New to the Forum!  So to say a little bit about myself, I live in Michigan, and like most everyone here, simply adore horses. I ride many different horses, but manly ride two. One is a haflinger, 13 years old simply adorable! The other is a very stubborn Quarter Horse, he hates any work that he may have to do, but I still love working with him! I love riding and am hoping to find others to talk to that love it also, there arent many people where I'm from that like talking about horses!:shock:


----------



## CLaPorte432 (Jan 3, 2012)

Hello and welcome to the forum. I'm from Michigan as well. Hope you enjoy it here!


----------



## HorseCourage (Feb 28, 2012)

Thanks! I'm hoping to learn more to better my riding expirience!


----------



## ShortyHorse11 (Jan 16, 2012)

Welcome to the forum! I used to live in MI. I live in IL now but I rode in MI for a lot of years!
_Posted via Mobile Device_


----------



## LittleAppy (Feb 16, 2012)

Welcome to the forum


----------



## HorseCourage (Feb 28, 2012)

Thanks! What type of hroses do ya'll ride?


----------



## MHFoundation Quarters (Feb 23, 2011)

Welcome to the forum! :wave:


----------



## ShortyHorse11 (Jan 16, 2012)

I have two Tennessee Walkers that my husband and I trail ride and two quarter horses that I barrel race.
_Posted via Mobile Device_


----------



## HorseLovinLady (Jul 18, 2011)

Welcome to the forum!! I ride Paint/QH's.


----------



## tecara (Nov 28, 2011)

Michigan here as well... Just outside of Flint. Just recently getting back into horses and loving every minute of it... welcome to the forum...I just love it here hope you find it helpful as well!!!


----------



## AQHSam (Nov 23, 2011)

Welcome to the forum. I used to live in Michigan, now SW Missouri is my home. I have two horses, a sweet gentle and very kind and smart red dun QH and and nasty, stubborn, and mule-ish Halflinger.

hahahaha.

I lease the Halfie. She is a good pony, but she is not an affectionate horse, whereas my QH is pretty affectionate. He is happy to stand tied for grooming and pets and enjoys being ridden.

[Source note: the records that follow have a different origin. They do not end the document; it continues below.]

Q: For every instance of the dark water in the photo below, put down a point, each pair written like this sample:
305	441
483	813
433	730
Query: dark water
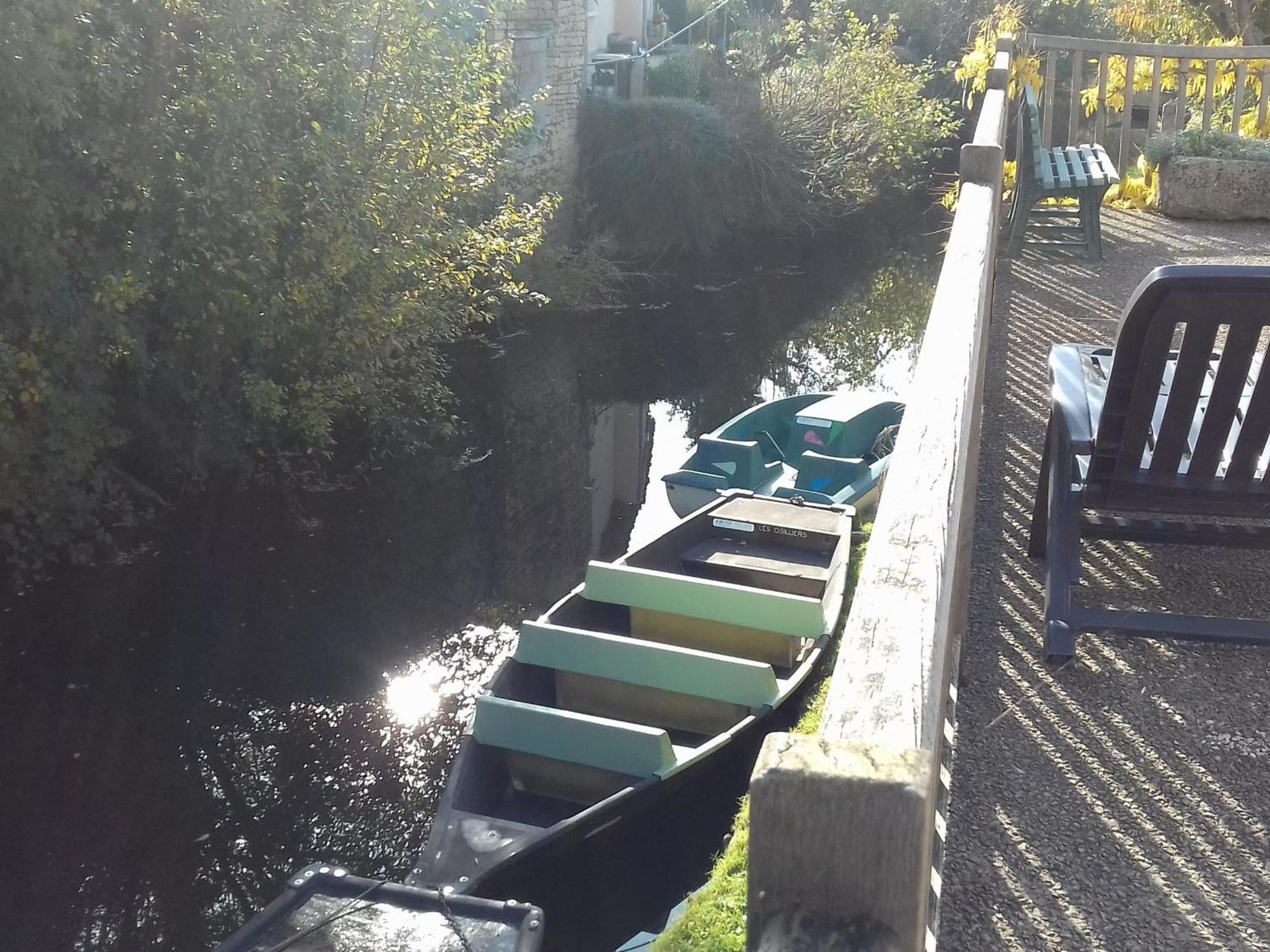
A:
272	682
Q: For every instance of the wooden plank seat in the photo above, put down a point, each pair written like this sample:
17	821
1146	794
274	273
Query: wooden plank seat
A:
647	682
1151	442
1084	173
775	568
604	743
802	527
708	615
653	664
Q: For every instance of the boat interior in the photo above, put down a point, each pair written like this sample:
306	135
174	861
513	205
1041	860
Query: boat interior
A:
820	446
617	687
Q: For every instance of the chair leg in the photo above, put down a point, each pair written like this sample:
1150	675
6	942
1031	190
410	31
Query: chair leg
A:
1039	531
1065	554
1019	223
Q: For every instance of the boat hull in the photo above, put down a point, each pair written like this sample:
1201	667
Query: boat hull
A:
619	873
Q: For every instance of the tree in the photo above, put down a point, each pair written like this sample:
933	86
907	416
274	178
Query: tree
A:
238	234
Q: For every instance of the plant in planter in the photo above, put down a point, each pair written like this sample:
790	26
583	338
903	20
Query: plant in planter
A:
1212	176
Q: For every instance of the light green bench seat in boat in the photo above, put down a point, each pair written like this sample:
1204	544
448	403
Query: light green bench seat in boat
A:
685	671
829	474
794	616
624	748
740	461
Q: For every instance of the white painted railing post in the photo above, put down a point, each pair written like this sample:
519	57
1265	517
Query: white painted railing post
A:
843	824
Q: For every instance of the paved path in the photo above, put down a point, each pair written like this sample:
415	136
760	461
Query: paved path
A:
1123	802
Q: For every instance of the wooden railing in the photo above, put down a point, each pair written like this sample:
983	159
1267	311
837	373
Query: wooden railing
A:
1089	67
845	827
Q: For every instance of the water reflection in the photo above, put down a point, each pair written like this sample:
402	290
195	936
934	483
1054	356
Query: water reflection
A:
271	687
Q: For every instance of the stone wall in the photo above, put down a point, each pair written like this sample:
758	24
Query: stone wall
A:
1222	190
548	40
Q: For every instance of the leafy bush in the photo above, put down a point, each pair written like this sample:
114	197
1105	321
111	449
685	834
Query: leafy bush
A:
813	120
237	234
675	172
1207	145
858	117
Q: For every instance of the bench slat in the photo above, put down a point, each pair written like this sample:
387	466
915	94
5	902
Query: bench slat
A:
1079	175
1093	167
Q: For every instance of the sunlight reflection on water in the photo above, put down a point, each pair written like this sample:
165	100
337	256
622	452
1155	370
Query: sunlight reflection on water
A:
459	667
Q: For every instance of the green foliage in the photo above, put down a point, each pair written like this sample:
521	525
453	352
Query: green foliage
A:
675	172
237	234
1207	145
811	121
694	74
858	117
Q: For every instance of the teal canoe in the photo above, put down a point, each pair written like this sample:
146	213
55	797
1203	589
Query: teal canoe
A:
623	691
829	449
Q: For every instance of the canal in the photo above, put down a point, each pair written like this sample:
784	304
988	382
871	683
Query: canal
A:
266	682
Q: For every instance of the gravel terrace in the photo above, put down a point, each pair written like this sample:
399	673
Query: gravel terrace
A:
1121	802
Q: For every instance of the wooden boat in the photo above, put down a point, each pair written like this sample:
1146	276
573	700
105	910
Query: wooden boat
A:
628	686
324	907
822	447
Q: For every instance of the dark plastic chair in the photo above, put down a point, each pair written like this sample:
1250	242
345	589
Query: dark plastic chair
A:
1153	444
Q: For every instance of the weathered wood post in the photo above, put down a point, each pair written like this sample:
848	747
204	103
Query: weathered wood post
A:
843	824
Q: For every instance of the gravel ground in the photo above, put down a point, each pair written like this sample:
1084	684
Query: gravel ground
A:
1122	802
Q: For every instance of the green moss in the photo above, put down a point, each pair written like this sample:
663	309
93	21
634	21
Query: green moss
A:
714	920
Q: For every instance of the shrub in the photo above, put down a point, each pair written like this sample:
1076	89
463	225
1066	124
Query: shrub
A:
858	117
1208	145
237	235
813	121
694	74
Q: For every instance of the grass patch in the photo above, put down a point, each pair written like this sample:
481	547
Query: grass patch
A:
714	920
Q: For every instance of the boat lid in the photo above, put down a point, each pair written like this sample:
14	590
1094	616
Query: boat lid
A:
841	408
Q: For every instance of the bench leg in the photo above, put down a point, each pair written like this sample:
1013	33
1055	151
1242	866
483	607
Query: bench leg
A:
1064	548
1094	227
1038	534
1019	221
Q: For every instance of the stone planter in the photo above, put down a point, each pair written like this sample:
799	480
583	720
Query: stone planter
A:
1215	188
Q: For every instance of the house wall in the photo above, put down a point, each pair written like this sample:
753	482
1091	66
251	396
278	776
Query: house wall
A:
548	40
629	18
601	21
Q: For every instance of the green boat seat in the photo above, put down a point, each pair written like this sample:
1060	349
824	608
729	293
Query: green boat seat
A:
794	616
573	738
740	461
829	474
648	663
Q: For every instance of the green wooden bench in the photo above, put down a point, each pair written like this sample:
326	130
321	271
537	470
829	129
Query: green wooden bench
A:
1084	173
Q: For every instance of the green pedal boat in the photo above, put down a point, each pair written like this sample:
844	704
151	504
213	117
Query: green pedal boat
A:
824	447
628	687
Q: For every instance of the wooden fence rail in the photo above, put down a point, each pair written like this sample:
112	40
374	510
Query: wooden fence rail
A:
1090	63
845	828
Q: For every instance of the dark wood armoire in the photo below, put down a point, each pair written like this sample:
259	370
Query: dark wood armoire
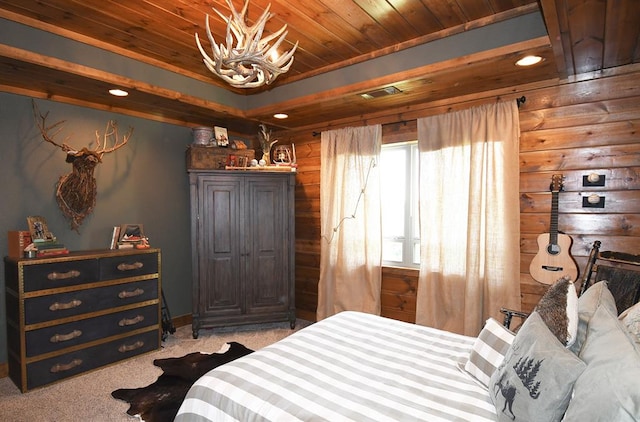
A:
243	246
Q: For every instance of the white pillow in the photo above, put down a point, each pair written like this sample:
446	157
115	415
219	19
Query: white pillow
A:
488	351
558	308
630	318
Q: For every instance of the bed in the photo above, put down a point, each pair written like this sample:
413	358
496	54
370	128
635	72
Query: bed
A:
573	359
349	367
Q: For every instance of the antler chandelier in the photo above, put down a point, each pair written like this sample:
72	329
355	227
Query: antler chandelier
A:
247	60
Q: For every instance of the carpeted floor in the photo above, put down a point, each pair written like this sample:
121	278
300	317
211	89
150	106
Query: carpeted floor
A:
88	397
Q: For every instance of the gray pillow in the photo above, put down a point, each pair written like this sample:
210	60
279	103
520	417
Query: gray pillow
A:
609	389
535	380
594	296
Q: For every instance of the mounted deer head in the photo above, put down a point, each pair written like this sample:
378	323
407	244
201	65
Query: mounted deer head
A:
76	192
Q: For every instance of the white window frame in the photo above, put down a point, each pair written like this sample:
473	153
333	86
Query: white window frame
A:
411	217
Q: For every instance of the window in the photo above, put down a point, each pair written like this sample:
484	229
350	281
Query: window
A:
400	218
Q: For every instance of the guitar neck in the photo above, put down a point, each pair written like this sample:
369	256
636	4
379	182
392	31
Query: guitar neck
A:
553	225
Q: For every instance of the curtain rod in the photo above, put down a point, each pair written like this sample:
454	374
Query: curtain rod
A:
519	101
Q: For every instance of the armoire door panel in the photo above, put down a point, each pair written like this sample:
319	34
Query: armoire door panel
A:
222	290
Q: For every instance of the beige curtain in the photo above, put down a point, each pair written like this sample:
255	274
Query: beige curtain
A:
469	217
350	219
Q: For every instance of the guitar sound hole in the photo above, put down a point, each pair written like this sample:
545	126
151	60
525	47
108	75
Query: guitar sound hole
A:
553	249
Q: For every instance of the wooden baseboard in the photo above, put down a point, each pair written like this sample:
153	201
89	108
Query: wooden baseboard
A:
182	320
306	315
4	370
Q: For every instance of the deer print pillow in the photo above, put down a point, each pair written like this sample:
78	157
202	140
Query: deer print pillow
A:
536	378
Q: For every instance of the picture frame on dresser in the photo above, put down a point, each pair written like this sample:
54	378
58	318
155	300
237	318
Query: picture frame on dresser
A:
38	228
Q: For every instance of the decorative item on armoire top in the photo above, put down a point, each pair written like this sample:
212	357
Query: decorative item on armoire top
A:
222	138
266	143
76	191
203	136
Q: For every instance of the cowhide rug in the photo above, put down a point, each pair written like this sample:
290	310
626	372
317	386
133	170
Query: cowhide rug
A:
160	401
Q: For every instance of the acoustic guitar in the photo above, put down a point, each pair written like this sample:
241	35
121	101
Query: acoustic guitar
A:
553	259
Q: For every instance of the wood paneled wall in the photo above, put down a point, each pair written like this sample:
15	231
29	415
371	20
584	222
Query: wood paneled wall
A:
574	128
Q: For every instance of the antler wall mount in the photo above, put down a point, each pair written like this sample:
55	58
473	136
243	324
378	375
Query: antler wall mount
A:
247	60
76	191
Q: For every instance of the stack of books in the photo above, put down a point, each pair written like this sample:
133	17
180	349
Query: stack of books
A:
49	247
18	242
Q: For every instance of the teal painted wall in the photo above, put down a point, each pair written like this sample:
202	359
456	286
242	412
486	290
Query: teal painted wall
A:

The halfie, ugh. She tolerates all human contact and as soon as the halter is off she is GONE.

Good to meet you.


----------



## legyield768 (Jul 24, 2011)

Welcome, I'm also from Michigan, from the Oakland county area. I hope you enjoy the forum!
_Posted via Mobile Device_


----------



## HorseCourage (Feb 28, 2012)

Thanks ya'll. I'm from the St. Joseph area (Berrien County) and so far I have found the forum very helpful


----------



## LAhorses (Jan 5, 2012)

I am from the midland area and just getting into horses. We have a mustang and a quarter horse. They aren't happy right now because everything is a mud pit!!


----------



## CLaPorte432 (Jan 3, 2012)

Oh you guys aren't too far from me! I'm in Kalamazoo county.


----------



## tierneylove09 (Mar 4, 2012)

Hi there! I'm from Michigan also, north west oakland county  Welcome!


----------